WASHINGTON — Hey, DMV! For the next few mornings, the crescent moon will be sliding by Venus, Mars, Jupiter and Mercury in the East before sunrise.

This will be a pretty sight for those who are awake before sunrise. The moon will also show the ashen light of Earthshine, the reflection of sunlight off our planet’s oceans and clouds back into space.

This is a nice morning sequence and a warm up for the grouping of Mars, Jupiter and Venus later this month. I’ll let you know more about it in a future column.

When the skies finally cleared after our nor’easter, I took my first autumn picture of M-31, the Andromeda Galaxy. M-31 is the closest large galaxy to our own Milky Way Galaxy and contains about 1 trillion stars — our Galaxy only has several hundred billion stars.

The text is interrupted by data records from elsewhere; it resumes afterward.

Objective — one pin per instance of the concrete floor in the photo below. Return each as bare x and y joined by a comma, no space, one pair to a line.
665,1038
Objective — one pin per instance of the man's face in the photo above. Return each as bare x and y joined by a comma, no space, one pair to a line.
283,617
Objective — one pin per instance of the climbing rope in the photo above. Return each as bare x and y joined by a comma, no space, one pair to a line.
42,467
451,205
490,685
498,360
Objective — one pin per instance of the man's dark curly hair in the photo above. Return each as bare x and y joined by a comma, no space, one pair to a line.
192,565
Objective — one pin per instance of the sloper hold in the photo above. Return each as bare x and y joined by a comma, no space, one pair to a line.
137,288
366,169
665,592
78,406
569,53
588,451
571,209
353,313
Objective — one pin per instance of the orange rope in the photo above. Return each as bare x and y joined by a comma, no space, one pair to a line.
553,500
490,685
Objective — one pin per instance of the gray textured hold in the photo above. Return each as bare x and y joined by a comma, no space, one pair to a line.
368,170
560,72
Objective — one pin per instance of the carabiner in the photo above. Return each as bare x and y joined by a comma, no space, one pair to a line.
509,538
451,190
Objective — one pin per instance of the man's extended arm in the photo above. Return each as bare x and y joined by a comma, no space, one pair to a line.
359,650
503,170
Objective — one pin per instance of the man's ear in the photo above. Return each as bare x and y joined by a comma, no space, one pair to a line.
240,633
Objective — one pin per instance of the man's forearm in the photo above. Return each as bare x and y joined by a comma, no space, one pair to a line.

It stretches out over 260,000 light years, as opposed to the Milky Way Galaxy’s 100,000 to 150,000 ligthht years. A light year is how far light, traveling at 186,000 miles per second, travels in one year. It is about 6 trillion miles.

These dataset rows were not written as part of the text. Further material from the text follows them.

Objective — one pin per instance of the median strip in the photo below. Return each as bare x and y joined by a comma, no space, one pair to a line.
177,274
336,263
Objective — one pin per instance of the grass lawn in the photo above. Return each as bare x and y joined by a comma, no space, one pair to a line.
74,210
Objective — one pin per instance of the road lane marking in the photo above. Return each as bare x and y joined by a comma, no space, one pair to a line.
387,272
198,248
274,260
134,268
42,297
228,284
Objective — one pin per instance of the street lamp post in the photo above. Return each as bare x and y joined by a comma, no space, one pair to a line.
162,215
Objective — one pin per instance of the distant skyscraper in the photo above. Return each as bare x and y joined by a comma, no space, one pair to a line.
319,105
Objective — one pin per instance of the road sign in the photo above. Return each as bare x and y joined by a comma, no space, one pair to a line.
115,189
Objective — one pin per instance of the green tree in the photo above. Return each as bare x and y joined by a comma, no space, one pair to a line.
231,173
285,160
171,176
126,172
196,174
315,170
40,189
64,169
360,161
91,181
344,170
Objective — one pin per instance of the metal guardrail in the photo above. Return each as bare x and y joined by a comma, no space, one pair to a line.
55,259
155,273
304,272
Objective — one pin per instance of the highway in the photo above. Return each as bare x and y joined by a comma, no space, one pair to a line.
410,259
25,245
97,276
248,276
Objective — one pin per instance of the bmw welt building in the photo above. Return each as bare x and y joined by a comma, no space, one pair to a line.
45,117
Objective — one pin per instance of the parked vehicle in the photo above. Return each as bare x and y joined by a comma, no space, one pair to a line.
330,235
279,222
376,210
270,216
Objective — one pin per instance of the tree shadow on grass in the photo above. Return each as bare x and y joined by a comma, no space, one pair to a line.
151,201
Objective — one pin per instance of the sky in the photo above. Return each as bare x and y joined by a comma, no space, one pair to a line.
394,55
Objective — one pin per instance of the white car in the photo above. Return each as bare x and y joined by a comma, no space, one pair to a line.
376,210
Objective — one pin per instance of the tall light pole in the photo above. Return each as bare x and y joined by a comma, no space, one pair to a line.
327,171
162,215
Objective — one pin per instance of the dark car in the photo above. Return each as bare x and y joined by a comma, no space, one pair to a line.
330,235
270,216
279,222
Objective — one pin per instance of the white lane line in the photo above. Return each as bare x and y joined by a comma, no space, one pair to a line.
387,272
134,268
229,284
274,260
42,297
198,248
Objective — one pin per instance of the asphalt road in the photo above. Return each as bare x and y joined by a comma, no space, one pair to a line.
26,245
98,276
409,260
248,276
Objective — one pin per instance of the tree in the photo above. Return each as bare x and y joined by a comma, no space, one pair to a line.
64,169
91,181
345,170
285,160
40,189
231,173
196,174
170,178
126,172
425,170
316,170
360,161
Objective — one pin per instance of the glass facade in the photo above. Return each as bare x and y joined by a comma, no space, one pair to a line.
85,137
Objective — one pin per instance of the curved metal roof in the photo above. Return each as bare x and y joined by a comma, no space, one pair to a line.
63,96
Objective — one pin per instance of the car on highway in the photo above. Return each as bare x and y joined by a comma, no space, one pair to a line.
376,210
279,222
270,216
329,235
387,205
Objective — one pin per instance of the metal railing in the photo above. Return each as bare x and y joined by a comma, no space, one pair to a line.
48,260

The photo was taken with a 300mm f/4 telephoto lens, which tells you something about the size and relative closeness of M-31. You can see spiral arms, dust lanes, star clouds and M-110 to the immediate left and M-32 to the immediate right. M-32 and M-110 are two large dwarf galaxies of M-31.

The Andromeda Galaxy is the farthest object you can see with just your eye. It is 2.5 million light years away, which means the light I captured in this picture left M-31 about 2.5 million years ago! This is about the time in Earth’s history when our ancestors started walking upright.

If you look at this article and its star chart, you can see where Andromeda and M-31 are located. Look just off of the upper left corner of the Great Square of Pegasus. Pegasus is visible in the East as it gets dark and rises higher in the sky as the evening progresses. If you have binoculars you can see M-31 a lot better, especially if it is higher in the sky.

M-31 and our own Milky Way Galaxy are on a collision course, and will merge in about 4 billion years. The two galaxies are moving towards one another at about 250,000 miles per hour. The two smaller galaxies will turn into a giant new elliptical galaxy called Milkomeda.